There is some evidence in the literature comparing tumor-specific therapy and BSC in terms of OS in patients aged 70 years or older. A prospective, multicenter study established that radiotherapy was associated with better survival than palliative care only without compromising quality of life or neurocognitive function [18]. Prospective trials in even older patients are lacking. A retrospective study in patients with glioblastoma aged older than 80 years demonstrated extremely poor outcome overall with a median survival time of 4.1 months after diagnosis. Here, tumor-specific treatment was associated with prolonged survival compared to best supportive care (BSC). Unfortunately, the study did not include tumor volumes or the methylation status of the MGMT promoter region [12, 23, 34].

Whereas most patients who received therapy and had MGMTpos tumors were treated with temozolomide, almost all patients with MGMTneg tumors were treated with hypofractionated radiotherapy. Since there was no survival difference between radiotherapy and BSC in MGMTneg tumors, treatment benefit of hypofractionated radiotherapy appears questionable in MGMTneg patients aged 80 years or older.

It has been described that frailty is associated with worse outcome in elderly glioblastoma patients [35]. In this study we used KPS, TMT and polypharmacy as surrogate parameters for frailty. We found that KPS was high and polypharmacy was low in the subgroup of patients who lived > 18 months, suggesting that these patients were less frail.

Side effects of temozolomide are infrequent but can occur and lead to therapy discontinuation. The probability of severe adverse effects seems to increase with age [10, 22, 33, 36, 37]. In our cohort, the overall rate of grade 3 toxicities was 15% and within the range of previously published studies in elderly patients [10, 22]. Treatment-related toxicity seems to be acceptable even in the oldest-old and temozolomide is relatively easy to administer and monitor.

This study is limited by its retrospective design. A selection bias for decision against therapy must be assumed. This was in part accounted for by matched-pair analyses and should have played a systemic role in MGMTpos and MGMTneg patients, not only in one cohort. The number of patients receiving radiochemotherapy was small in our study. We therefore cannot make assumptions on the combined efficacy of radiochemotherapy as opposed to temozolomide alone in elderly MGMTpos patients. Another limitation is the lack of standardized surveys on neurocognition. Previous prospective studies have demonstrated that radiotherapy with a total dose of 50 Gy in elderly patients was not associated with significant differences in cognition or quality of life. In our study, most patients received hypofractionated radiotherapy or temozolomide. Accordingly, a significant treatment-induced decline in neurocognitive function in our cohort is unlikely to have occurred.
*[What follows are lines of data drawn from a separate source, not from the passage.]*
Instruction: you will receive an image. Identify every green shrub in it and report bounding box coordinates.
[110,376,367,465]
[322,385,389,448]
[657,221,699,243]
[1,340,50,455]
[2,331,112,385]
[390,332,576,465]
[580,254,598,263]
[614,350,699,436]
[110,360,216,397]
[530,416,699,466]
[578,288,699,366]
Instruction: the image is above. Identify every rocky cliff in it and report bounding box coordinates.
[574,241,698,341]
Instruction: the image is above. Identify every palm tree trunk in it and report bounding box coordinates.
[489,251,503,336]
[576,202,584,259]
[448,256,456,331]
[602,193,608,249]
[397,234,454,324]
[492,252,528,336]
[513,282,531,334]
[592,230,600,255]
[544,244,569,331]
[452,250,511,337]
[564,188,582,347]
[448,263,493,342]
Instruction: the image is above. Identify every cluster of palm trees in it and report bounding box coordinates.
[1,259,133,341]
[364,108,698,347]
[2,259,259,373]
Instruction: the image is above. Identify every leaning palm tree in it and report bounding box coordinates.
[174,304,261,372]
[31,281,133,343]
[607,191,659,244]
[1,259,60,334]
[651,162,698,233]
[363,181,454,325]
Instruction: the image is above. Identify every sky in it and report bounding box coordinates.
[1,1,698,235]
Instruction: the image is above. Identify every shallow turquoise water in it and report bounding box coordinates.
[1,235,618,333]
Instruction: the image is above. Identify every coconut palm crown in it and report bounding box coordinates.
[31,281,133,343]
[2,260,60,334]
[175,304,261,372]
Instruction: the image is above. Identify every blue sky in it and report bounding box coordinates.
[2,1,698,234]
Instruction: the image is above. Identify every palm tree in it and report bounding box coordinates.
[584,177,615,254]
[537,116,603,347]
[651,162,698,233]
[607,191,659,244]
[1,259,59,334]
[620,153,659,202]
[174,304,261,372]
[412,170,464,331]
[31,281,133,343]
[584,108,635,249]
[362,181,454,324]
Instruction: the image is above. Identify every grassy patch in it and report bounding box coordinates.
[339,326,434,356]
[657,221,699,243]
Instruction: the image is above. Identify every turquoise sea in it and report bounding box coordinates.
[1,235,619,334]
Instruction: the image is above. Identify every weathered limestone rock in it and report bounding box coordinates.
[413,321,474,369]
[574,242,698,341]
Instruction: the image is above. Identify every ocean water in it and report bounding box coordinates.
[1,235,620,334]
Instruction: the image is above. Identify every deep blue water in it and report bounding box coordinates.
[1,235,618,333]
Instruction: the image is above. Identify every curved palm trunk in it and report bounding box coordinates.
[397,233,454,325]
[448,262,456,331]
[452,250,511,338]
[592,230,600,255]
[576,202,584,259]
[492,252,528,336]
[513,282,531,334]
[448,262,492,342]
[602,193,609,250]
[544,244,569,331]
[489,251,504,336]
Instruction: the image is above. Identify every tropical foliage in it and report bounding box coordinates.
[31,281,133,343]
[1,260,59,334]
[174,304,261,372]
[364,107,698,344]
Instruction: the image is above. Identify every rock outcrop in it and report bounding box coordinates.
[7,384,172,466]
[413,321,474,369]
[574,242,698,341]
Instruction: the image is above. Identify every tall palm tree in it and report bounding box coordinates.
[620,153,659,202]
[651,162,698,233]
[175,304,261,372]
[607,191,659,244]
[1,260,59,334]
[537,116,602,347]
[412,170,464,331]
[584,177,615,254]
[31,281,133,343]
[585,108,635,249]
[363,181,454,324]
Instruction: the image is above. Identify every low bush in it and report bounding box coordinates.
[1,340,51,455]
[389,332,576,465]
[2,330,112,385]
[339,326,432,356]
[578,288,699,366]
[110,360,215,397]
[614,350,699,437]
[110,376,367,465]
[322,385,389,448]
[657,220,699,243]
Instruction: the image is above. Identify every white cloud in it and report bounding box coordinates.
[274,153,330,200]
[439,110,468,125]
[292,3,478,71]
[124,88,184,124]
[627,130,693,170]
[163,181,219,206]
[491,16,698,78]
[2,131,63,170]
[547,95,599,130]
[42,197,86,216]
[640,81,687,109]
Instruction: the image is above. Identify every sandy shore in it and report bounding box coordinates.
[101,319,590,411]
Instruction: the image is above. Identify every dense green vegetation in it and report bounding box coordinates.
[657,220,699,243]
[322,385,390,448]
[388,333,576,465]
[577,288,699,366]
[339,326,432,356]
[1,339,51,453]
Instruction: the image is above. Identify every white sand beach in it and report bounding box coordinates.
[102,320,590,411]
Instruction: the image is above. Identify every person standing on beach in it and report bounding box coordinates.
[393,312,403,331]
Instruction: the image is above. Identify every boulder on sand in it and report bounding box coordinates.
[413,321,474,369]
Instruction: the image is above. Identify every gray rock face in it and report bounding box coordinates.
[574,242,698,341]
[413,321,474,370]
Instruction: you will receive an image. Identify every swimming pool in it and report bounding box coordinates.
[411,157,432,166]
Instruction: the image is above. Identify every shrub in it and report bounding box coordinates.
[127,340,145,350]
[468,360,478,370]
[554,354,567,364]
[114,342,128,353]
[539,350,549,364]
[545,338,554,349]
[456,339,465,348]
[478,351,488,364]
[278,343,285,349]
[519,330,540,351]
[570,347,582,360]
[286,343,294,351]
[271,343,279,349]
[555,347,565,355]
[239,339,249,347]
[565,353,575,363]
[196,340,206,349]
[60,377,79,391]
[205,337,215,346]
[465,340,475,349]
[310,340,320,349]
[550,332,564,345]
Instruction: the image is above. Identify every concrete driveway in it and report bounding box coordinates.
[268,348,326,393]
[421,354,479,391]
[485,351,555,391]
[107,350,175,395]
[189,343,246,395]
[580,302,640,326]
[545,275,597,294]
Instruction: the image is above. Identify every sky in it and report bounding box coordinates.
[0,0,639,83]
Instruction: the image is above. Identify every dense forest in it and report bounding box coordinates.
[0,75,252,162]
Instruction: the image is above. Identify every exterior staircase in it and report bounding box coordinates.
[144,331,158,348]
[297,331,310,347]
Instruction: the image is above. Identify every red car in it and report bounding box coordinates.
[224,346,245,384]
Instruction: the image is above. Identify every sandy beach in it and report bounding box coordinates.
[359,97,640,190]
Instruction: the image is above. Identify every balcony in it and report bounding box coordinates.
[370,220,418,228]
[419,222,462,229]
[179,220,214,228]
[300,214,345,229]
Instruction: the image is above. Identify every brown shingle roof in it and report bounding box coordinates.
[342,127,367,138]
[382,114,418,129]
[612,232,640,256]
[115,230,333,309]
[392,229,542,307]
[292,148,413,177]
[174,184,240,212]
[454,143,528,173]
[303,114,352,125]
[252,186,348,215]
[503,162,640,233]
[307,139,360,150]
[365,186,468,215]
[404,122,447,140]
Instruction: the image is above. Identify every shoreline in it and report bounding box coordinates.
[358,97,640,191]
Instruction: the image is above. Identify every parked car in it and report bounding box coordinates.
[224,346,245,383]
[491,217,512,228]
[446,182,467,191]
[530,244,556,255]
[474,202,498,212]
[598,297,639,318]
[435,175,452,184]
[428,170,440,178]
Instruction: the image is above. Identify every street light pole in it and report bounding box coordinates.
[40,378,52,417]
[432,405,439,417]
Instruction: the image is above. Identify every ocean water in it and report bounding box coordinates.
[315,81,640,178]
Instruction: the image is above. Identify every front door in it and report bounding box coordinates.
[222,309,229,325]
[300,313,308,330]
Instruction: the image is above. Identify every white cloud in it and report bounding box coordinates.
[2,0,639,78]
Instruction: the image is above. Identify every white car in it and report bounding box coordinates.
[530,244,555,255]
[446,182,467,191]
In summary, our data underlines the necessity of obtaining tissue and determining MGMT status in the elderly through biopsy if tumor resection is not safely feasible. Considering the low complication rates and survival benefit associated with the treatment, temozolomide seems to be a potent option for oldest-old patients with methylated MGMT promoter. We even observed survival times > 18 months in patients with methylated MGMT promoter and low frailty.